The unexpected finding that carnivore killings can increase depredations is likely based on disruption of the predators' social dynamics--namely, by removing dominant animals that maintain large territories, these killings release sub-adult animals that are less-skilled hunters and thus more likely to target domestic animals.
(Score: 2, Interesting) by Anonymous Coward on Sunday September 04 2016, @07:06PM
From the article:
“Our government should ground the aerial snipers, pull the poisons and remove the steel leghold traps in response to these findings.”
So which wolves were killed? The ones actually killing livestock or random ones in the forest that might not have been killing livestock? If it's the latter then there's the problem. That's as indiscriminate and stupid as killing people randomly in a town because a minority are murderers/terrorists. Killing everyone would work, killing a high percentage might reduce it too but are they really doing that, or just randomly killing about 10%?

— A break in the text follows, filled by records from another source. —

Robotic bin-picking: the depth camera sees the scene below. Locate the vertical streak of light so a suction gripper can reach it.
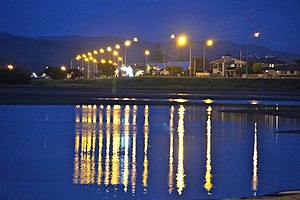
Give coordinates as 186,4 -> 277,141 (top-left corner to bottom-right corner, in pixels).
111,105 -> 121,185
90,105 -> 97,184
123,105 -> 130,193
131,105 -> 137,194
143,105 -> 149,194
73,106 -> 80,184
204,106 -> 213,195
80,106 -> 88,184
97,106 -> 103,185
85,105 -> 92,184
168,106 -> 174,194
252,122 -> 258,196
104,105 -> 111,185
176,105 -> 185,195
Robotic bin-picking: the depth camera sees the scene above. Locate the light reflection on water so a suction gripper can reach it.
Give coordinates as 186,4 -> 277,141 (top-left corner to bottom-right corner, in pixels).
73,105 -> 300,196
0,104 -> 300,199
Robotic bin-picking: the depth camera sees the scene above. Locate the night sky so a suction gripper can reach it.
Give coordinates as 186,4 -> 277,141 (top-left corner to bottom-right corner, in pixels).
0,0 -> 300,55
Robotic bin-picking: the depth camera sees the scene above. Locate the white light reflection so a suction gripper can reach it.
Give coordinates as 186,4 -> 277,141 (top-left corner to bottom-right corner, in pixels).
168,106 -> 174,194
143,105 -> 149,194
131,105 -> 137,194
176,105 -> 185,195
252,122 -> 258,196
204,106 -> 213,195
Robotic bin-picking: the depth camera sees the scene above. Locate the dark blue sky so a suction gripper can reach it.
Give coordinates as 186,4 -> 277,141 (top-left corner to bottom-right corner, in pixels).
0,0 -> 300,55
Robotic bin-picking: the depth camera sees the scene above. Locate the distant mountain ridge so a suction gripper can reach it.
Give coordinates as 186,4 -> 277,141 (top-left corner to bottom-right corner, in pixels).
0,32 -> 299,72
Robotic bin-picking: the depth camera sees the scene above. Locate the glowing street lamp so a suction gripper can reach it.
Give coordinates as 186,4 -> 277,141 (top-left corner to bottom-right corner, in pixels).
124,37 -> 138,66
171,34 -> 192,76
60,66 -> 67,71
84,58 -> 90,78
7,65 -> 14,70
246,32 -> 260,76
203,39 -> 214,72
145,50 -> 150,74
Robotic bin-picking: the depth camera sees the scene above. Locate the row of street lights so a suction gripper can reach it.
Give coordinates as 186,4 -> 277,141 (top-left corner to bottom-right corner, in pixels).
171,34 -> 214,76
71,32 -> 260,78
71,37 -> 138,78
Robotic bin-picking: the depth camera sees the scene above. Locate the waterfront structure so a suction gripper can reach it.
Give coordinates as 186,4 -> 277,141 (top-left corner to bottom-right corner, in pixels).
209,55 -> 247,77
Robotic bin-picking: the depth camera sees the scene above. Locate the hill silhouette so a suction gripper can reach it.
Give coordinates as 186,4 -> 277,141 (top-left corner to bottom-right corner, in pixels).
0,32 -> 299,72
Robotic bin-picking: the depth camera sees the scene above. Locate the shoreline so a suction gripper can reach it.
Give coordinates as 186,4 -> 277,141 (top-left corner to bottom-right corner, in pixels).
0,85 -> 300,105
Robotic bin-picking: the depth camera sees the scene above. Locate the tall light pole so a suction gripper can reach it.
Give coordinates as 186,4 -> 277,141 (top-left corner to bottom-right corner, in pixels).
124,37 -> 138,66
246,32 -> 260,76
203,39 -> 214,72
171,34 -> 192,76
145,50 -> 150,74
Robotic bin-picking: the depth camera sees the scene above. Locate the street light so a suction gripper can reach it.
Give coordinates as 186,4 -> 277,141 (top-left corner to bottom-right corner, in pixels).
60,66 -> 67,71
145,50 -> 150,74
171,34 -> 192,76
124,37 -> 138,66
84,58 -> 90,78
7,65 -> 14,70
246,32 -> 260,76
203,39 -> 214,72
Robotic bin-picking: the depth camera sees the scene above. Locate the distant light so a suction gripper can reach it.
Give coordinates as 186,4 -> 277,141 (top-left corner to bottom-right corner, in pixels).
177,35 -> 187,46
125,40 -> 131,47
250,100 -> 258,105
203,99 -> 214,104
206,39 -> 214,46
7,65 -> 14,70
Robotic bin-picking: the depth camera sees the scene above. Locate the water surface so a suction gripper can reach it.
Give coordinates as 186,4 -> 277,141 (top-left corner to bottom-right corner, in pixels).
0,104 -> 300,199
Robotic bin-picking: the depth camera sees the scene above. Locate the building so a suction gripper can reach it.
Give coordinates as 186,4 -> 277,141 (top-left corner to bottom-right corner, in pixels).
248,56 -> 285,68
265,64 -> 300,77
209,56 -> 246,77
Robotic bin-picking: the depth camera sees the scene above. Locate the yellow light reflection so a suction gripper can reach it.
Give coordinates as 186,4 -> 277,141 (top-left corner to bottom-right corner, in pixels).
104,105 -> 111,185
143,105 -> 149,194
97,107 -> 103,185
168,106 -> 174,194
176,105 -> 185,195
131,105 -> 137,194
252,122 -> 258,196
203,99 -> 214,104
111,105 -> 121,185
123,105 -> 130,193
204,106 -> 213,195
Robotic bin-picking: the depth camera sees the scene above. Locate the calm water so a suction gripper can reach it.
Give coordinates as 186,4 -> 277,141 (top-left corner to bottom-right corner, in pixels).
0,104 -> 300,199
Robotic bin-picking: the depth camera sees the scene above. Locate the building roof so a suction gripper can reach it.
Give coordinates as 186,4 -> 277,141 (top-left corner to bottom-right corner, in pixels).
248,57 -> 285,64
273,64 -> 300,71
209,56 -> 246,64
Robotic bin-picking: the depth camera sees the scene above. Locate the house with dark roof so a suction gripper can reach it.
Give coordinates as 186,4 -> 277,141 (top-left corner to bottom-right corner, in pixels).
209,55 -> 246,77
248,57 -> 286,68
265,64 -> 300,77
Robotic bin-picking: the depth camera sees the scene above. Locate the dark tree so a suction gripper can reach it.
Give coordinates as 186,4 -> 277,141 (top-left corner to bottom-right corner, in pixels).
67,69 -> 83,79
97,63 -> 116,77
43,67 -> 67,79
0,68 -> 31,84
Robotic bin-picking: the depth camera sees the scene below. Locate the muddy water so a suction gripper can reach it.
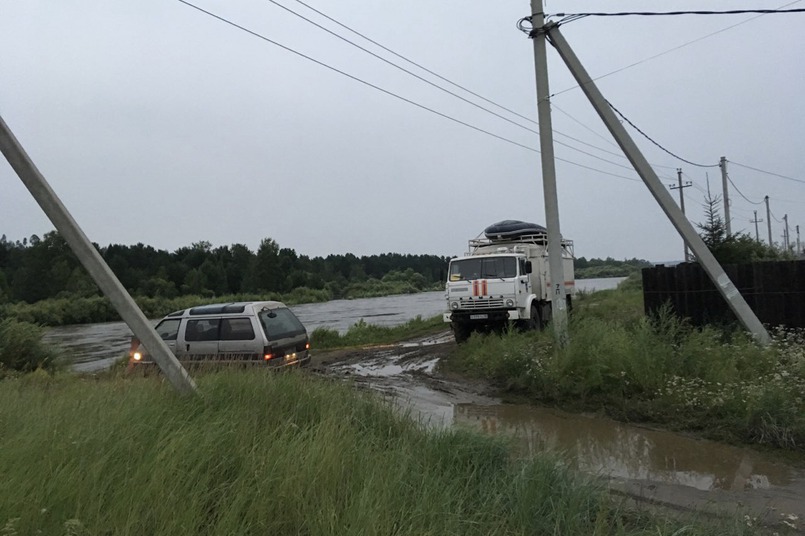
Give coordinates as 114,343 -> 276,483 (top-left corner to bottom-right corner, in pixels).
44,277 -> 623,372
453,404 -> 802,491
329,344 -> 805,531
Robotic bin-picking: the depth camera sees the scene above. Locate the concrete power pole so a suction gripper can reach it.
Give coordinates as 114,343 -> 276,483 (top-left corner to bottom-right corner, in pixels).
0,117 -> 196,393
670,168 -> 693,262
749,210 -> 763,244
534,22 -> 771,345
718,156 -> 732,237
531,0 -> 569,345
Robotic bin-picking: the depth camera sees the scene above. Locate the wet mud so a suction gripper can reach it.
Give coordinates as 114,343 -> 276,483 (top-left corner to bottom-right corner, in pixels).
313,332 -> 805,533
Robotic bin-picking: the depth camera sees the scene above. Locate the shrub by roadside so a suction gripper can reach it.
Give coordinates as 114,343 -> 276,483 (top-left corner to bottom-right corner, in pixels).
0,318 -> 56,378
445,291 -> 805,450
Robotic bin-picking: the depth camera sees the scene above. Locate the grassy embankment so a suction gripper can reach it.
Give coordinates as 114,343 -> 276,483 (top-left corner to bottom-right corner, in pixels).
444,280 -> 805,451
0,370 -> 750,536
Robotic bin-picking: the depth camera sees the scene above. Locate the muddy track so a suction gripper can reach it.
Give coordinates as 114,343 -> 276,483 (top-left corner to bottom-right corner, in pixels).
311,332 -> 805,534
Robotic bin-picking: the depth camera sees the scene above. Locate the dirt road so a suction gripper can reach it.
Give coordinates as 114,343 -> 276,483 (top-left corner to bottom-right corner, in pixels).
311,332 -> 805,533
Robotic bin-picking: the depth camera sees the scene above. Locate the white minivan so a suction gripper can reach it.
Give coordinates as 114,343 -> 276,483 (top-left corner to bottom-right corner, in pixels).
129,301 -> 310,367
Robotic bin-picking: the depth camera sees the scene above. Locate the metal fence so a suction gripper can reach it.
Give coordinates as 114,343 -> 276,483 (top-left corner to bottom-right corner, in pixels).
643,261 -> 805,328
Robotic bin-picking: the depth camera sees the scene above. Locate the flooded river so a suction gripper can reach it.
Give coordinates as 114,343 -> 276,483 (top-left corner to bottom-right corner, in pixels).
44,277 -> 623,372
46,279 -> 805,530
325,340 -> 805,529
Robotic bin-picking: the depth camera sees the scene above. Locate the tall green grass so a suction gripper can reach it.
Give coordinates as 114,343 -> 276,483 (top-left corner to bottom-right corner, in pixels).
447,289 -> 805,450
0,370 -> 752,536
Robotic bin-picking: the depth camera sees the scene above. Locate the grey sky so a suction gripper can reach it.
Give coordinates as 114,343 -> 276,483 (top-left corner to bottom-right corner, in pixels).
0,0 -> 805,261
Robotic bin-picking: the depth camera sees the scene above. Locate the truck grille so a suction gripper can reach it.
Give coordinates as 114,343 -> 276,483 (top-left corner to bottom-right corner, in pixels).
458,298 -> 503,309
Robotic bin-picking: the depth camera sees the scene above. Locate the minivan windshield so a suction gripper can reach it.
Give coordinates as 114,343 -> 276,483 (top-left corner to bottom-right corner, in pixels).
259,309 -> 305,340
450,257 -> 517,281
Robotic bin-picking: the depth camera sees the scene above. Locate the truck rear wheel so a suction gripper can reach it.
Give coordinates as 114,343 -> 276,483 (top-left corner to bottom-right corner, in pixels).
450,322 -> 472,344
528,303 -> 542,331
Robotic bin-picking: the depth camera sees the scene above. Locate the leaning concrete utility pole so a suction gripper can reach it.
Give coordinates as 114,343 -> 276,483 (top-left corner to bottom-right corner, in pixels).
749,210 -> 763,244
531,0 -> 568,345
0,116 -> 196,393
544,24 -> 771,345
669,168 -> 693,262
718,156 -> 732,237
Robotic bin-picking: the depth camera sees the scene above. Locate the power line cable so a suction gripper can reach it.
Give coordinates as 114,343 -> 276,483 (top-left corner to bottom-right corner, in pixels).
729,160 -> 805,184
268,0 -> 652,175
727,173 -> 763,205
176,0 -> 539,153
177,0 -> 639,182
769,209 -> 783,223
606,101 -> 718,168
546,8 -> 805,24
544,0 -> 802,96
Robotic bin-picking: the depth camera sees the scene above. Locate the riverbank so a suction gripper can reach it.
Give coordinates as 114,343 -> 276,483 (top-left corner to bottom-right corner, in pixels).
443,285 -> 805,454
0,370 -> 764,536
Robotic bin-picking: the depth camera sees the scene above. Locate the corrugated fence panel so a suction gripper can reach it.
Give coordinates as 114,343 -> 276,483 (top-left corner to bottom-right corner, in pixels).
642,261 -> 805,327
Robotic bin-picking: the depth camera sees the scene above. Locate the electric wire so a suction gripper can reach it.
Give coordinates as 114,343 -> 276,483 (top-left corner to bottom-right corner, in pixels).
546,8 -> 805,24
544,0 -> 802,97
177,0 -> 639,182
606,101 -> 718,168
268,0 -> 652,176
727,173 -> 763,205
176,0 -> 540,153
729,160 -> 805,184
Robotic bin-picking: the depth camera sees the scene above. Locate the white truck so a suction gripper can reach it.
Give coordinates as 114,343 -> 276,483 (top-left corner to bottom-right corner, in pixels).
444,220 -> 575,343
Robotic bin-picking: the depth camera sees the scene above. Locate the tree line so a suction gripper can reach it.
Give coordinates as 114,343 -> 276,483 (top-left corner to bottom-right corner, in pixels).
0,231 -> 448,303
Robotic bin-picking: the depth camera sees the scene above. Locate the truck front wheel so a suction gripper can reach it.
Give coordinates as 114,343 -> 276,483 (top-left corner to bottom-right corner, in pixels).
450,322 -> 472,344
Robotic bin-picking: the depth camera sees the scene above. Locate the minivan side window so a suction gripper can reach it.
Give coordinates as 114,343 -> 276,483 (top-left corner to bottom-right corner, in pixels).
221,318 -> 254,341
184,318 -> 220,342
260,309 -> 305,340
154,318 -> 181,341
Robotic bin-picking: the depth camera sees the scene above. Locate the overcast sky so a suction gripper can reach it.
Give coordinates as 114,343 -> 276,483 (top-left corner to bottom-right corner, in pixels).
0,0 -> 805,261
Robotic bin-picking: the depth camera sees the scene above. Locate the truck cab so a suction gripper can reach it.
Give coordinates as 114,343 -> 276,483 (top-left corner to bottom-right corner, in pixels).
444,220 -> 575,342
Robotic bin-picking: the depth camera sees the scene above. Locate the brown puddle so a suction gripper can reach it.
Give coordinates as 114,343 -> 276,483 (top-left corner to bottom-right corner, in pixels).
453,404 -> 805,491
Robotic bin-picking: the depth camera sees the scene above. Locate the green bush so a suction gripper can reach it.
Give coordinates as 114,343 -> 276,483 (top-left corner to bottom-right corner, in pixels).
0,318 -> 56,377
445,289 -> 805,450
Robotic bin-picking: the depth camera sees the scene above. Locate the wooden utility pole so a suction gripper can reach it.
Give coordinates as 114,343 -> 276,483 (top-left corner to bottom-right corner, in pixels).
0,117 -> 196,393
544,19 -> 771,345
669,168 -> 693,262
531,0 -> 568,345
749,210 -> 763,244
718,156 -> 732,237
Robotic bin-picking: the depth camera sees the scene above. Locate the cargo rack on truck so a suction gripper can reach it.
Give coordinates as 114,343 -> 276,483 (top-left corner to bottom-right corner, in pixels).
469,233 -> 576,259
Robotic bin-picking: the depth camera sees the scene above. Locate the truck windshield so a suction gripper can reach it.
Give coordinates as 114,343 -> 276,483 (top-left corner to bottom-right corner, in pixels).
450,257 -> 517,281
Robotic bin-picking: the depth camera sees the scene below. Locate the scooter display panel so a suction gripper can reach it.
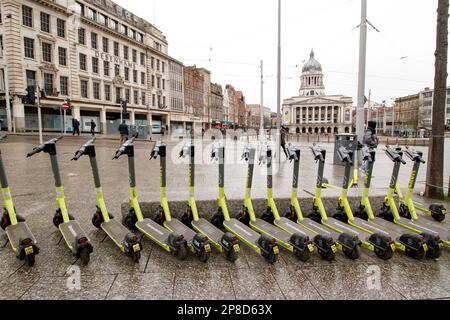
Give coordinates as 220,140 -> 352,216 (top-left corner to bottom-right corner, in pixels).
223,218 -> 260,245
59,220 -> 89,250
164,218 -> 195,243
5,222 -> 36,252
250,219 -> 291,243
136,218 -> 170,243
192,218 -> 223,243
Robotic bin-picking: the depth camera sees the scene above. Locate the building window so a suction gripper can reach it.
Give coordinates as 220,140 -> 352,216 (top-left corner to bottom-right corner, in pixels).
114,41 -> 119,57
88,8 -> 97,21
116,88 -> 122,103
56,18 -> 66,38
80,80 -> 88,98
58,47 -> 67,66
91,32 -> 97,49
44,73 -> 53,93
103,37 -> 109,52
133,90 -> 139,104
105,84 -> 111,101
23,38 -> 34,59
92,82 -> 100,100
92,57 -> 98,73
42,42 -> 52,62
59,76 -> 69,96
41,12 -> 50,33
22,5 -> 33,27
78,28 -> 86,44
123,67 -> 130,81
80,53 -> 87,71
103,61 -> 109,77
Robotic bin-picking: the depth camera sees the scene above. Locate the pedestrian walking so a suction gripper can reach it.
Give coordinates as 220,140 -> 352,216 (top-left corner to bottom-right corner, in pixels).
119,120 -> 128,145
91,119 -> 97,136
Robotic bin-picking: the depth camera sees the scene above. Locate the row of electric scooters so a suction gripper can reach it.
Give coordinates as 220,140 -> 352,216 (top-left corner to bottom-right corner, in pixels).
0,137 -> 450,266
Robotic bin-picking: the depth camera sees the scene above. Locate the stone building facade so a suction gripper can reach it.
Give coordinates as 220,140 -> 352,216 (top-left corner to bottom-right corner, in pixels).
282,51 -> 353,134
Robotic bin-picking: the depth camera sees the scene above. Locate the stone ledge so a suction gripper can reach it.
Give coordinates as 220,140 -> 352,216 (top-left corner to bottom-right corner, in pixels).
121,196 -> 384,220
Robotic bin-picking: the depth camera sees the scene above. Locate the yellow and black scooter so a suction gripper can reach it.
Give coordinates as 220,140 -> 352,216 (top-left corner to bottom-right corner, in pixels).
113,137 -> 187,260
0,136 -> 39,267
395,147 -> 448,222
308,145 -> 360,260
180,142 -> 240,262
379,146 -> 450,259
150,141 -> 211,262
27,137 -> 94,265
72,138 -> 142,262
239,145 -> 314,261
211,144 -> 279,263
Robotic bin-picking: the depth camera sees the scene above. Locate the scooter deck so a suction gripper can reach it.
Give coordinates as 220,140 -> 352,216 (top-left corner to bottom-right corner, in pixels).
5,222 -> 36,253
101,219 -> 131,249
274,217 -> 320,239
398,217 -> 450,241
192,218 -> 224,244
136,218 -> 170,244
250,219 -> 291,246
223,218 -> 260,246
59,220 -> 89,253
164,218 -> 195,244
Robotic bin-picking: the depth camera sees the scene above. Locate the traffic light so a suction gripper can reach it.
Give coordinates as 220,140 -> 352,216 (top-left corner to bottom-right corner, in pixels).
24,86 -> 36,105
120,100 -> 128,114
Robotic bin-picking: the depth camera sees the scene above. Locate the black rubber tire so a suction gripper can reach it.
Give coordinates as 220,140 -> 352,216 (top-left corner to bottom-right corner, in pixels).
431,212 -> 445,222
264,250 -> 278,264
426,246 -> 442,259
80,248 -> 91,266
374,248 -> 394,260
342,246 -> 360,260
227,248 -> 239,262
198,249 -> 211,263
92,213 -> 102,229
319,249 -> 336,261
175,245 -> 187,260
25,253 -> 36,267
294,248 -> 311,262
130,250 -> 141,263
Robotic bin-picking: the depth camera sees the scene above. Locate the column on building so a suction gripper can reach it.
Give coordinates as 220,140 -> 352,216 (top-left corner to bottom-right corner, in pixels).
100,108 -> 107,134
12,96 -> 25,132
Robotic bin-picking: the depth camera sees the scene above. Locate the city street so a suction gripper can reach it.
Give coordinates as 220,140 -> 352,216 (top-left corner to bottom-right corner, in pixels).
0,135 -> 450,300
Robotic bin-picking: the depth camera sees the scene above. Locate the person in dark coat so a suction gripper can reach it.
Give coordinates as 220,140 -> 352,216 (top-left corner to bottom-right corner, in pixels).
119,120 -> 128,145
91,119 -> 97,136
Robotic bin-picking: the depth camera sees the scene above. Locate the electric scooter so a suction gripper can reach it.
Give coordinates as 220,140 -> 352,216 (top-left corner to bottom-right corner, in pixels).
238,146 -> 314,261
395,147 -> 447,222
72,138 -> 142,263
0,136 -> 39,267
113,137 -> 187,260
211,144 -> 279,263
27,137 -> 94,265
180,141 -> 240,262
308,145 -> 362,260
379,146 -> 449,259
347,147 -> 428,259
150,141 -> 211,262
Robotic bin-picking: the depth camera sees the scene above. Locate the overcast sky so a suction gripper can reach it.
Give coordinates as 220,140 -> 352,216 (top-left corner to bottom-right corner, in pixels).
114,0 -> 446,110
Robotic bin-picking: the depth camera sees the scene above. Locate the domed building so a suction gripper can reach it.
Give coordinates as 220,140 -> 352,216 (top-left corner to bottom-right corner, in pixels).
283,50 -> 353,134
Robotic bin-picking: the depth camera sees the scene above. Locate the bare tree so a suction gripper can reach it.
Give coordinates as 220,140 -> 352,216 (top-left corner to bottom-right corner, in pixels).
425,0 -> 449,199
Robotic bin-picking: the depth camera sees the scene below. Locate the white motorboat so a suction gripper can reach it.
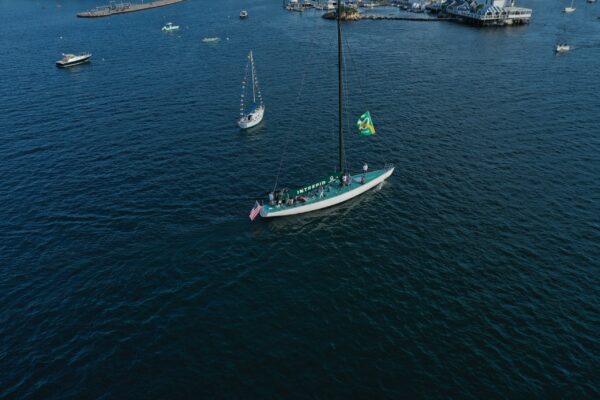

Wolves aren't stupid and different ones have different preferences. Some might prefer rabbit to chicken[1]. If you are trying to select for wolves that don't hunt livestock, what you should do is keep killing _all_ wolves that approach farms, livestock or human homes and only those, while leaving unharmed those that stay deep in the forest. If you do it effectively and consistently, after a number of generations very few are going to come close. That's assuming you start with enough wolves with diverse preferences and behaviour to include a preference for avoiding humans and livestock and preferring other areas and prey.
[1] Take giant pandas for instance, a few do eat meat every now and then, but most of the crazy animals strongly prefer eating bamboo despite having a digestive system that doesn't digest bamboo well. FWIW deer and cows often eat other animals when they have the opportunity to.
(Score: 2) by frojack on Monday September 05 2016, @04:26AM
So which wolves were killed? The ones actually killing livestock or random ones in the forest that might not have been killing livestock? If it's the latter then there's the problem.
When I was living in alaska about 10 years ago, they were shooting wolves from planes to protect the caribou herd. So it was pretty much the same wolves in the wild that were doing the killing.
Few if any cattle ranchers were around.
The political push for this wolf control at that time was the Alaskan Native population and a few other hunters complaining about the dwindling herd. At that time the Porcupine Caribou herd (sub species of Caribou in parts of Alaska and Canada) was in decline, and the subsistence hunters, (preferentially Natives by law) were having trouble getting enough meat for the winter.
No, you are mistaken. I've always had this sig.